Durante este período, China inicialmente se abstuvo de intervenir militarmente en zonas asoladas por conflictos, prefiriendo contribuir con personal médico e ingenieros. Pero esto no duró mucho. Hubo una notable presencia militar china en las misiones de mantenimiento de la paz de la ONU en Burundi y la República Centroafricana. La misión de la ONU en Malí fue la primera vez que fuerzas de combate chinas se sumaron a una operación de ese tipo, junto con unos 400 ingenieros, personal médico y policías. Beijing también envió un batallón de infantería compuesto por 700 soldados armados de mantenimiento de la paz a Sudán del Sur en 2015. Al año siguiente, estaba contribuyendo con más personal militar a las operaciones de mantenimiento de la paz de la ONU que cualquier otro miembro permanente del Consejo de Seguridad.
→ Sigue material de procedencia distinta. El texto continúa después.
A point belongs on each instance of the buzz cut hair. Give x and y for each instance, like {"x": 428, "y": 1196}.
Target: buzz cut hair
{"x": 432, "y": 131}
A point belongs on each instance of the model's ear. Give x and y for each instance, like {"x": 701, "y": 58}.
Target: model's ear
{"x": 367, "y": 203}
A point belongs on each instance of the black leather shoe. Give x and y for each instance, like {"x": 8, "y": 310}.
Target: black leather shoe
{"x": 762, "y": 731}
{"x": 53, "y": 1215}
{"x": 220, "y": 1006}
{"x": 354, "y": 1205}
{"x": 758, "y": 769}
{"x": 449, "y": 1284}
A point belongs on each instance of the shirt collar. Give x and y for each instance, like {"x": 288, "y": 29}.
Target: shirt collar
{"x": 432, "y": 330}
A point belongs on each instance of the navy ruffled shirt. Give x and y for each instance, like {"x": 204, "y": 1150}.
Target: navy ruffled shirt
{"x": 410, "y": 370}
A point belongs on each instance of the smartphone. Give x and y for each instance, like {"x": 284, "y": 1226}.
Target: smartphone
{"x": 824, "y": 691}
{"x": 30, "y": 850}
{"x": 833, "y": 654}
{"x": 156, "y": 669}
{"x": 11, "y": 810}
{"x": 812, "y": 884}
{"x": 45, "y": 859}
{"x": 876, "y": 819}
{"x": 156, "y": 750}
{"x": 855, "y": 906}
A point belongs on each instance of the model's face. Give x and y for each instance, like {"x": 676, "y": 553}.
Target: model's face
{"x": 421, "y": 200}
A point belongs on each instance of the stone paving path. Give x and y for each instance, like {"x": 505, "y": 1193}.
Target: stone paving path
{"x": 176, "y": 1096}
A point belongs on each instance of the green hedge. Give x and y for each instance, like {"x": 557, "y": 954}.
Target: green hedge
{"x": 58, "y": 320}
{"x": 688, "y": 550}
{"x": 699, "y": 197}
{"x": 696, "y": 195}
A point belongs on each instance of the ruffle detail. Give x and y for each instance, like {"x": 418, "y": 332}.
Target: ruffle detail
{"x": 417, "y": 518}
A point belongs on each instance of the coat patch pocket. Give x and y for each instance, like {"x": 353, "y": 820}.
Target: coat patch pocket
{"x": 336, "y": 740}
La tendencia hacia un mayor compromiso político y militar en África culminó en 2017, cuando China se unió a Francia, Estados Unidos, Italia y Japón para establecer una instalación militar en Yibuti: la primera base militar permanente china fuera de las fronteras del país. Ubicada estratégicamente en el Golfo de Adén, cerca de la desembocadura del Mar Rojo, la instalación domina una de las rutas marítimas más lucrativas del mundo. Ha permitido a Beijing reabastecer a los buques chinos que participan en las operaciones antipiratería de la ONU y proteger a los ciudadanos chinos que viven en la región. También ha permitido monitorear el tráfico comercial a lo largo de la Ruta Marítima de la Seda del Siglo XXI de China, que une a los países de Oceanía con el Mediterráneo en una vasta red de producción y comercio. Esto ayudará a China a salvaguardar su suministro de petróleo, la mitad del cual se origina en Medio Oriente y transita por el Mar Rojo y el estrecho de Bab el-Mandeb hasta el Golfo de Adén. La mayoría de las exportaciones de China a Europa siguen la misma ruta.




Aunque Washington condena lo que llama imperialismo chino, su propia presencia militar en África es mucho mayor: cuenta con 29 bases en zonas ricas en recursos. Estados Unidos promete defenderse de los "imperios del mal" y se jacta de tener más de 750 bases en al menos 80 países, en comparación con las 3 de China. Ha librado al menos 15 guerras extranjeras desde 1980 (China sólo participó en una) y los regímenes fiscales que ha impuesto a las naciones africanas, basados en la privatización, la desregulación y las restricciones del gasto, han sido ruinosos. El establishment de seguridad estadounidense ahora pretende contener el ascenso de China reforzando las alianzas militares, especialmente con regímenes que han recibido inversiones chinas. Sin embargo, un número cada vez mayor de estados africanos, conscientes de este desastroso historial, se niegan a tomar partido en la Nueva Guerra Fría y, en cambio, intentan enfrentar a sus combatientes entre sí. La verdad, sin embargo, es que mientras África sea utilizada como un medio para que las potencias rivales expandan sus mercados o su influencia, en colaboración con las élites locales, los pueblos del continente no ejercerán una verdadera soberanía. Hoy, los legados de Bandung son escasos.